I personally think this is a very radical though perfectly realistic step, and it is not yet necessary to go this far. At this point the wider FOSS community is still waking up to the realization of what open core is. (The discussion on groklaw can probably be taken as a good estimate for what the average FOSS enthusiast currently thinks: "I started reading and had no idea what "Open Core" meant.")
So what needs to be done now is to educate the community to first know what open core is, then identify the vendors that are doing it. Probably many executives of the smaller startups don't even know their business model doesn't qualify as open source, they are just copying what MySQL and others did before them. Once people know about this issue, it will already have some effect as open core vendors need to reconsider if the closed source software is so valuable to them that it offsets the loss of community goodwill. Some will probably start rethinking their business model (it's not difficult, after all, if you just choose to care), and there will perhaps not be a need for the big artillery.
Epilogue: So if I do all the above, then it's actually ok to do open core?

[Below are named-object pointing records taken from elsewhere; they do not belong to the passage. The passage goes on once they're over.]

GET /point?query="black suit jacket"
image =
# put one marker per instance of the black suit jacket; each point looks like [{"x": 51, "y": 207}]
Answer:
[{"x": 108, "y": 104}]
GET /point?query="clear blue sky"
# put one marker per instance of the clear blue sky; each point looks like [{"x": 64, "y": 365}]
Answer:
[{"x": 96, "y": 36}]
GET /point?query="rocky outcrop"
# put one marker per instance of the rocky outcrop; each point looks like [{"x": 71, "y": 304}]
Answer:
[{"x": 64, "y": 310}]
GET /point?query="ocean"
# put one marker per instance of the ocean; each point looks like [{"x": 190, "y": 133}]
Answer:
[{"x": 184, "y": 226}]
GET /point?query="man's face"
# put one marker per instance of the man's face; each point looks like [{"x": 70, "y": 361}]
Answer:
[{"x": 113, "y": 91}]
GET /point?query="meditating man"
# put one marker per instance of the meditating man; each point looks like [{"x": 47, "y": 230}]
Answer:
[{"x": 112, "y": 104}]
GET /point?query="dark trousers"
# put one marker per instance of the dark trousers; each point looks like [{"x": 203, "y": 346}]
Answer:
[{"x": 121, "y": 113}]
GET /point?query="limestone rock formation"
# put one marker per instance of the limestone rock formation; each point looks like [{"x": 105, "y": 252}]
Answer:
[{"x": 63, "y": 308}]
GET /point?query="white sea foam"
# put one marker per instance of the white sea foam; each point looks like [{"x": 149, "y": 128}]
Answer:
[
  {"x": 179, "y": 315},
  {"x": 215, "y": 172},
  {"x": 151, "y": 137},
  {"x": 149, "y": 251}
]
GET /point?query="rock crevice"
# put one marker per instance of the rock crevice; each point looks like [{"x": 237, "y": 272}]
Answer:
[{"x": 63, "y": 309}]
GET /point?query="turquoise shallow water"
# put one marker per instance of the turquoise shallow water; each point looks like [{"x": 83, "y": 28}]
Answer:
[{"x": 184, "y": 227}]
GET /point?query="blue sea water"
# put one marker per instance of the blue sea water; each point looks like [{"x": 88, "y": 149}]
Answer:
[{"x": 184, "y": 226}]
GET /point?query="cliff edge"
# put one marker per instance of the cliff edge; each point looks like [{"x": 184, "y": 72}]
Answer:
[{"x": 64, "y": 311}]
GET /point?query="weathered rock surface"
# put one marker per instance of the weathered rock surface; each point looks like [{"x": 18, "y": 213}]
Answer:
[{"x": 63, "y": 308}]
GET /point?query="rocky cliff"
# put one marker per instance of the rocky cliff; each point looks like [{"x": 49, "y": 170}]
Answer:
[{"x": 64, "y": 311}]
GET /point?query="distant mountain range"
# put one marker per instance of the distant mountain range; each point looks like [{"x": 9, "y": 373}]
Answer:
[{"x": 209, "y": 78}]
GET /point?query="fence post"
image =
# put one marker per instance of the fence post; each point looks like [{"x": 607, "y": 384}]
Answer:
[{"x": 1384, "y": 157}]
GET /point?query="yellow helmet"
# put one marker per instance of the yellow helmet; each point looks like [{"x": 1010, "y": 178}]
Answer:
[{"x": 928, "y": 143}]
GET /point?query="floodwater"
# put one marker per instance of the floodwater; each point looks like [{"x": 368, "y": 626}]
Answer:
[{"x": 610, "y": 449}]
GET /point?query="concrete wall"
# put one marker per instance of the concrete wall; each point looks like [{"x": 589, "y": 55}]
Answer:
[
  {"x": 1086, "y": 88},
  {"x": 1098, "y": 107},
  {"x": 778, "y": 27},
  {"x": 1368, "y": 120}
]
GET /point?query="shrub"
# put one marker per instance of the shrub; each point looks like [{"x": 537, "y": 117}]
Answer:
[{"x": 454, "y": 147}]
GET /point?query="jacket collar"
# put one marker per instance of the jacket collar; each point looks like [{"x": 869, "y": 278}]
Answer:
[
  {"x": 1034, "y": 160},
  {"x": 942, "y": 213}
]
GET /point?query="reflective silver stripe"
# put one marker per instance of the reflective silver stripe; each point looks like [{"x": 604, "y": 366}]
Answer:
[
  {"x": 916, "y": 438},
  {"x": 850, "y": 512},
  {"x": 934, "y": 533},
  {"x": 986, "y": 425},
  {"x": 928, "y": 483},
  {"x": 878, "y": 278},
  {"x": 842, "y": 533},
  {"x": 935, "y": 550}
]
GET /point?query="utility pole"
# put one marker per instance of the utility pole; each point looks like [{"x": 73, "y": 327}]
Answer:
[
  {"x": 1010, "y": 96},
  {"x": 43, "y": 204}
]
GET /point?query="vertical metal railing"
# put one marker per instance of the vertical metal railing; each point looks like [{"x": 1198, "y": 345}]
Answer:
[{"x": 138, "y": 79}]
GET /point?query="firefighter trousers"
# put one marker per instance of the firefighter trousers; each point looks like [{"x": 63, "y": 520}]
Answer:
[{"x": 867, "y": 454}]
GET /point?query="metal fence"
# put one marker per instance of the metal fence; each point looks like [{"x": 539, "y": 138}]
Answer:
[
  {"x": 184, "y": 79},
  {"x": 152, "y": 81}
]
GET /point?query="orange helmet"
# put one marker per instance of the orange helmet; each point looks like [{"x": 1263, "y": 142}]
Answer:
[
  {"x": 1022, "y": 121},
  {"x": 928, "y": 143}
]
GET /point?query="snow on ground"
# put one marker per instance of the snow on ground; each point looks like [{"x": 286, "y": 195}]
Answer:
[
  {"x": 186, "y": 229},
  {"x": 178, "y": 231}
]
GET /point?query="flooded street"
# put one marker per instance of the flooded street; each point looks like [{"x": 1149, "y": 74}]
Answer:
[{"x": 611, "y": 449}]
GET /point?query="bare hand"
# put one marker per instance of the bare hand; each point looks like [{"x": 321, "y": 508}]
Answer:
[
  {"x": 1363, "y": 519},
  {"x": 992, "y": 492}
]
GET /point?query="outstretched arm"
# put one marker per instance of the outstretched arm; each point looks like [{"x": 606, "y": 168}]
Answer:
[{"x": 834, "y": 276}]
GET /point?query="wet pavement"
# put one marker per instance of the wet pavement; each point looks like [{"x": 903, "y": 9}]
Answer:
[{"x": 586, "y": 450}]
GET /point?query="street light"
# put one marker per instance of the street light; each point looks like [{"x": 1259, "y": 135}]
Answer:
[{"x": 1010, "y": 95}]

Well, yes. I mean, there is still plenty of proprietary software in the world. User and customers for the most part continue to use and buy it. Nobody will hate you if you do it too.
What's better, most of us in the open source community will still feel positively about the fact that you publish part of your software as open source, even if you are not prepared to go all the way with it. Big software companies like IBM, Oracle and Microsoft all contribute to some open source projects, and their collaboration is well appreciated, even if their main software business is proprietary. So if you feel that open core is a good model for you, then by all means try it out, just understand that it is not an open source model.